Suite aux actions conjuguées de la société civile qui s’est constituée en coalition, et cela suite aux engagements pris au Partenariat de Ouagadougou, par la Côte d’Ivoire,  ces dernières années des engagements forts en faveur des droits et de la santé sexuelle  et reproductive (DssrR) et de la planification familiale (Pf), sont en train d’être prises par les autorités compétentes.

Ainsi, en novembre 2017, la ministre ivoirienne de la Santé et de l'hygiène publique, Raymonde Goudou Coffie, avait  annoncé à Abidjan, lors d’un panel qui s'est tenu en marge du 5ème Sommet UA-UE, qu'un projet de loi sur la santé sexuelle reproductive "est en cours" afin de permettre aux populations de "maîtriser leur sexualité. "Nous avons un projet de loi qui est en cours sur la santé sexuelle reproductive qui va passer bientôt en Conseil des ministres et après, être présenté à l'Assemblée nationale".

La Côte d’Ivoire est-il besoin de le rappeler, est le seul pays du Partenariat de Ouagadougou (9) qui n’a pas encore sa loi en santé sexuelle et reproductive.
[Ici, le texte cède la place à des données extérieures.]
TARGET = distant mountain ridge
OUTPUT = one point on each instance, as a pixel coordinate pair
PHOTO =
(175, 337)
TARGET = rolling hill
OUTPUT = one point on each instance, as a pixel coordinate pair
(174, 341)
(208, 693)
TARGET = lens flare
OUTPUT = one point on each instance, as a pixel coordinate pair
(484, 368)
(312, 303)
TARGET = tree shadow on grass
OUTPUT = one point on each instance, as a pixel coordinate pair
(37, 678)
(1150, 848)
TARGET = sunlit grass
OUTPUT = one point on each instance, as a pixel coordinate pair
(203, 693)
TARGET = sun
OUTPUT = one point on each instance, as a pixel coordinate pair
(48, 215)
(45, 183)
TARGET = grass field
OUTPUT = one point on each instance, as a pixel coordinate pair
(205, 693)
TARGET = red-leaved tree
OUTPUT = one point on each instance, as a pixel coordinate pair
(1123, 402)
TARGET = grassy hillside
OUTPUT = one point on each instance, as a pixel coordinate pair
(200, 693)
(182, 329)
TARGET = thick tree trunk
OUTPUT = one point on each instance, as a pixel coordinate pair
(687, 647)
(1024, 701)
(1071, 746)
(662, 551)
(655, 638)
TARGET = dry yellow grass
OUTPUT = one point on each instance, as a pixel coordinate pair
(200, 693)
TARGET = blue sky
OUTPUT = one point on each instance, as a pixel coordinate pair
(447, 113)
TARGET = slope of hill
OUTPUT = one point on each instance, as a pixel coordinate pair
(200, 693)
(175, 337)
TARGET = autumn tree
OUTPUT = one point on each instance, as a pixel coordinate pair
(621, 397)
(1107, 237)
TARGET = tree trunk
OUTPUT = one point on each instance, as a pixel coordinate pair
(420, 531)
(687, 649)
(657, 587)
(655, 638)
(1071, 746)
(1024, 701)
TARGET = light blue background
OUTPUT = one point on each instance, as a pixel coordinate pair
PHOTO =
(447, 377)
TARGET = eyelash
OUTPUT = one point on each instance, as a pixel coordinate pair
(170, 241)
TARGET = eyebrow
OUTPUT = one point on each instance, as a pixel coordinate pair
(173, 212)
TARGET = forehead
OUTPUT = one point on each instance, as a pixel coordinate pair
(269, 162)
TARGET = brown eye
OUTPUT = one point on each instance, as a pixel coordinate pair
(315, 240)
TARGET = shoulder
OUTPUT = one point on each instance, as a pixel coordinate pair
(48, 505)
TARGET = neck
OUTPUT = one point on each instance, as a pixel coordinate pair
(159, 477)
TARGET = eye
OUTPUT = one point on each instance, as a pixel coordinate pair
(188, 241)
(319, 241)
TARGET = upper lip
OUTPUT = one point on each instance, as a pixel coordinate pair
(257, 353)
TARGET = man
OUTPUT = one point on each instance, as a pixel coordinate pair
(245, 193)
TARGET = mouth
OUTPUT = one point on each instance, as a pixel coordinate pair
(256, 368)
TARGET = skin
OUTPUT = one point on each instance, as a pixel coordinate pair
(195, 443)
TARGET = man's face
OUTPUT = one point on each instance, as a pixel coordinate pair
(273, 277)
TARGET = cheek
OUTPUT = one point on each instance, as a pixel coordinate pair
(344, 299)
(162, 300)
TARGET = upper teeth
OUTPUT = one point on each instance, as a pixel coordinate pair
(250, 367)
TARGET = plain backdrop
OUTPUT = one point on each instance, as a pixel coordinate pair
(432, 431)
Le sort des victimes de viol

« Lorsqu’une victime de viol refuse de garder la grossesse survenue après  agression, contrairement  à ce qui se fait dans les  autres pays africains(Sénéal, Burkina Faso), en Côte d’Ivoire, elle n’est pas autorisée à avorter. Car  la loi ivoirienne actuelle n'interdit pas l’avortement, mais prévoit que l’interruption volontaire de grossesse ne peut se faire que si la vie de l’enfant et/ou de la femme sont en danger, ou encore, que l’enfant que porte la mère ne peut venir sans dommage pour elle-même et pour la famille. Vu sous cet angle,  la loi  ne prend  donc pas en compte, les cas des femmes, ou des  filles  victimes de viol ou d’inceste”. Alors que le protocole de Maputo qui a été ratifié par la Côte d’Ivoire comme bon nombre de pays africains,  préconise en son article 14 (2) (c) que : " Les États prennent toutes les mesures appropriées pour… protéger les droits reproductifs des femmes, particulièrement en autorisant l’avortement médicalisé, en cas d’agression sexuelle, de viol, d’inceste et lorsque la grossesse met en danger la santé mentale et physique de la mère ou la vie de la mère ou du fœtus."

L'avortement clandestin
Pour juguler cette situation , des personnes vulnérables ne vont-elles pas recourir pour la plupart à l’avortement non médicalisé. L’avortement clandestin signifie toute interruption de grossesse  effectuée en dehors du cadre légal défini par le pays de résidence de la femme. Cette dernière va alors solliciter des non-spécialistes pour cette opération. Toute chose  qui l'expose au danger.  Ses causes selon , l'OMS  sont multiples. Notamment, Echec ou absence de contraception, Viol, Inceste, Refus de paternité , les préjugés( qu'en dira t-on), Pauvreté, Manque de foi, Pression des parents, Filles mineures..Même si les chiffres officiels  en rapport avec l'avortement clandestin  ne sont pas  officiellement  disponibles,  il faut toutefois noté que  selon des observateurs de la société civile,  dont ceux de l'Aibef, sur trois jeunes  filles vivant en Côte d'Ivoire, deux  d'entre elles ont déjà eu recours à cette pratique. Quand est-il de cette des statistiques  sous d'autres cieux?

Les chiffres qui parlent au niveau international

À l’échelle mondiale, on estime  que  25 millions d’avortements non sécurisés (45% de l’ensemble des avortements) ont été pratiqués chaque année entre 2010 et 2014, selon une étude de l’Organisation mondiale de la Santé (OMS) et de l’Institut Guttmacher publiée dans la revue The Lancet, depuis le 28 septembre 2017. La majorité des avortements non sécurisés, soit 97%, ont été pratiqués dans les pays en développement en Afrique, en Asie et en Amérique latine.